While reliable testing data remains elusive, not helped by false-positives and a possibly high proportion of asymptomatic cases, what has become increasingly clear from the data is that not only is the overall IFR rate probably considerably lower than the 0.9% original modelling assumption, but that it is heavily skewed against the sick, with 94% of the 196,639 CV-19 related deaths reported by the CDC in the US (to 7 October) to have comorbidities. Deaths reported with only COVID-19 as the cause therefore represented only 6% of this total, or under 12k. Incorporate this with the heavy weighting of mortality to the over 65 year olds, that we discussed in our post of 9 July 2020, and the risk of death to healthy youngsters is very low. Even assuming a relatively low rate of comorbidity of only 16% on the cumulative 437 of CV-19 related deaths in the 0-24 age range (which would not even cover accidents and the obese), this would suggest only approx 367 of actual CV-19 deaths for this age range, or 3.1% of the total, compared to the 31.7% of the population that this demographic represents in the US. Notwithstanding a probably higher proportion of asymptomatic infections in this age range, this would suggest an underlying IFR risk to healthy 0-24 year olds from CV-19 of perhaps less than 0.001%, or 1 per 100,000 infections. Include the above asymptomatic issue together with a possible pre-existing reactive T cell immunity and one is probably looking at a CV-19 fatality rate that may be only one tenth that of the suicide rate for that age group, totalling 6,807 last year versus what might be less than 370 deaths from CV-19 so far this year. To put this into perspective, it would take only a 5% increase in the suicide rate from this vulnerable group to equal the total deaths from CV-19.

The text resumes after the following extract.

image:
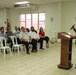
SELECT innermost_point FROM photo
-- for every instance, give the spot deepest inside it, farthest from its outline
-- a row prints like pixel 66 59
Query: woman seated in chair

Notwithstanding this, Governments, such as in the UK, have shuttered schools for most of this year and now are imprisoning a number of university students in their halls of residence.

While this might seem a rational way of enforcing herd immunity on a proportion of the population that is largely immune from the worst ravages of this virus, it is hardly likely to endear the boomers to their children and grandchildren. Instead of bequeathing them riches from our labours and management, we’ve left them bankrupted with debt, an unfunded pensions kitty and a devastated economy with the double whammy of over-priced property values, but poor earnings opportunities as a consequence of our addiction of funny-money financing.

The next generation has every right to be pissed at us.